Indian Country will again be strongly represented in the 118th Congress. Rep. Markwayne Mullin (R-OK) (Cherokee) will be the first enrolled member of a federally recognized tribe since the great Ben Nighthorse Campbell (R-CO) (Northern Cheyenne) to serve in the upper chamber. House Native American Caucus Co-Chairs, Representative Tom Cole (R-OK) (Chickasaw) and Representative Sharice Davids (D-KS) (Ho-Chunk), easily won reelection. Rep. Davids won reelection to her third term in Congress in the face of a toughly redrawn district, winning the race by double digits. And finally, Rep. Mary Peltola (D-AK) (Yup’ik) won her race to serve a full two-year term as the At-Large Representative for the State of Alaska. Rep. Peltola, the first Alaska Native to serve in Congress, won the special election in August to serve the remainder of the term for the late Congressman Don Young, the Dean of the House of Representatives. 

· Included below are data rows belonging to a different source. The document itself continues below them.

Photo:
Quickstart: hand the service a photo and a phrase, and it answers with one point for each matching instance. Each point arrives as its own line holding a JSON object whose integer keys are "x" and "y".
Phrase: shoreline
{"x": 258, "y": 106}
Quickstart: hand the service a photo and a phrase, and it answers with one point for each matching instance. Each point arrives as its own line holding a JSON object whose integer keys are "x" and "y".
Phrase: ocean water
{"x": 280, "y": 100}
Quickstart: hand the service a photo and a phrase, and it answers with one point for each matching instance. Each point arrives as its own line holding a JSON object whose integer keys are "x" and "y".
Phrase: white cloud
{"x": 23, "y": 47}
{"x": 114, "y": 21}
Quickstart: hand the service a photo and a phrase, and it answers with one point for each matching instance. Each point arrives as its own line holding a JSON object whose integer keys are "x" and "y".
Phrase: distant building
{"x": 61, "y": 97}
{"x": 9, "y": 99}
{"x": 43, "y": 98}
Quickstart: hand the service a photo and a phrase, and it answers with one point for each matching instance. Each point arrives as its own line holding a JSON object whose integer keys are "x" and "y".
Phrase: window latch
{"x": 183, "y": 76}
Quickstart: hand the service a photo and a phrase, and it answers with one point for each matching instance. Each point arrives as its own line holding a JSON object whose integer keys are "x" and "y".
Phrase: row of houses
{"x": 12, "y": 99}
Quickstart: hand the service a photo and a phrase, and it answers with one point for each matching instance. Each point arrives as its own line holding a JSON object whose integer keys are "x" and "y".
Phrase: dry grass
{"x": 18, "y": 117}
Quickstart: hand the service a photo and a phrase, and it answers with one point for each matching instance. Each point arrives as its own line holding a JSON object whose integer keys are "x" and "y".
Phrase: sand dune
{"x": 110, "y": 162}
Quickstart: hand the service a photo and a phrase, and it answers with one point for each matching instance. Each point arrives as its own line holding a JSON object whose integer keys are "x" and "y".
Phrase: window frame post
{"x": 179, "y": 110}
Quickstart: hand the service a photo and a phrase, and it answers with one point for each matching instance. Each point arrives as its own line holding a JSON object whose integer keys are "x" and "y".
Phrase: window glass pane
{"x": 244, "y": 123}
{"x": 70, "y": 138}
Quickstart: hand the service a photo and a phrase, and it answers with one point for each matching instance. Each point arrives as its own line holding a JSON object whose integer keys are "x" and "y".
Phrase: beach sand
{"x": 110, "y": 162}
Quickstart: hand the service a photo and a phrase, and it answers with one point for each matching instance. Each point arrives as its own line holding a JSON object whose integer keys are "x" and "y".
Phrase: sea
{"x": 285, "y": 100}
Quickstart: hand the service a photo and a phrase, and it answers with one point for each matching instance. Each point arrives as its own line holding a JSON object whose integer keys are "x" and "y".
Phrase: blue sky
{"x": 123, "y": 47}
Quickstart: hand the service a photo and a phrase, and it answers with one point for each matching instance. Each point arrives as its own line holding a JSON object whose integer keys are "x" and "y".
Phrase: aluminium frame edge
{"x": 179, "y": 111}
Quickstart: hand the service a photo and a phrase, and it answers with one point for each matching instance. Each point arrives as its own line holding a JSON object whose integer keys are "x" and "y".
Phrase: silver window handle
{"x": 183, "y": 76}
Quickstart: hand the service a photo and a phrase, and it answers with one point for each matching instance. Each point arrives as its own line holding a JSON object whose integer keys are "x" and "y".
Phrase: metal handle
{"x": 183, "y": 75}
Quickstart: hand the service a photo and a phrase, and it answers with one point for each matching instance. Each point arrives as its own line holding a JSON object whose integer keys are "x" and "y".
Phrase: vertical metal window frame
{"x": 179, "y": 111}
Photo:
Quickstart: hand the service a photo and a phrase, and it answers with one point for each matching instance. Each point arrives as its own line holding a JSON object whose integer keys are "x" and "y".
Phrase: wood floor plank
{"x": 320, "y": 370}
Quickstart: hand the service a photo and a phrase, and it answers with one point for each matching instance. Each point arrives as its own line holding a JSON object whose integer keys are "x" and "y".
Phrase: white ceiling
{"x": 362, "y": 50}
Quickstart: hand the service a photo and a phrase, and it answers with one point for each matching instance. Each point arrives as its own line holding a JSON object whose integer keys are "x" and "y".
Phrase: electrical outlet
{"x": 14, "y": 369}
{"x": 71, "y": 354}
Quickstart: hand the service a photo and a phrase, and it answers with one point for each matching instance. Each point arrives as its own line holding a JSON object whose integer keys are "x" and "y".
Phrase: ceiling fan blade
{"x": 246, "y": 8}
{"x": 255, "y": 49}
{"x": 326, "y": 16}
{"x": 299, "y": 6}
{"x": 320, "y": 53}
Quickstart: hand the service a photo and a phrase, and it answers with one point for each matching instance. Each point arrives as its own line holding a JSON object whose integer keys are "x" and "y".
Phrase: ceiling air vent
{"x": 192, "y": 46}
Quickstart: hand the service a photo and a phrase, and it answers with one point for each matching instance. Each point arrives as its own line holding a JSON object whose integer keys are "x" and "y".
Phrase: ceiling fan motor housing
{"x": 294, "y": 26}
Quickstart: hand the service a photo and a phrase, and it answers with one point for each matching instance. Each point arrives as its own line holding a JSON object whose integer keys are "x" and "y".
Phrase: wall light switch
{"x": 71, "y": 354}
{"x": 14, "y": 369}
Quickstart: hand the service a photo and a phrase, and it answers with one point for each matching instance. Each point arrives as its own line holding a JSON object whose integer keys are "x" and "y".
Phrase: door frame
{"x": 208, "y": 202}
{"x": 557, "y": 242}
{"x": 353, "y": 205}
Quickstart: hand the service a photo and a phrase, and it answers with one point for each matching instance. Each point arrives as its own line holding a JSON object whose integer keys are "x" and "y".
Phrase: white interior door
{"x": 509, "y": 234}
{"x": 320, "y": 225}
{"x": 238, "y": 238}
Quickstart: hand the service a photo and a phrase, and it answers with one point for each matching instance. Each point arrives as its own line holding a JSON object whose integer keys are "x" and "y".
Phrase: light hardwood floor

However, after every election, while we celebrate these victories, we know that the months ahead require a united education effort. The 118th Congress, which opens on January 3, 2023, will seat dozens of new Members of Congress, many who do not represent tribes or even have tribal governments in their state. In total, 83 new Members of Congress will be sworn into office.

From January through March of 2023, the Indian Gaming Association and sister organizations hold legislative summits and impact weeks to discuss Indian Country’s policy priorities and challenges. We also take these opportunities to meet with new Members of Congress and educate them about Indian Country, our culture, and the federal government’s relationship and obligations to our communities.

When new Members of Congress are sworn in, they take a solemn vow to uphold the U.S. Constitution. We take these early opportunities to remind them that the U.S. Constitution they swore to uphold reaffirms the status of Indian tribes as separate sovereign governments. We remind them that treaties are the Supreme Law of this nation. For the Indian Gaming Association, we also share the history of Indian gaming and its vital importance to tribal government economies, the 300,000 direct American jobs that Indian gaming generates annually, and the fact that revenues generated from our industry are reinvested in Native communities to improve education, health care, public safety and other essential community services. Indian gaming is tribal government self-determination.

As we prepare to gather with family and friends this holiday season, in the wake of a momentous midterm election, we applaud those Native warriors who worked to organize their communities and those who put their names forward to serve. The holidays and the celebration of the coming year are a welcome respite to recharge and prepare for the work that lies ahead.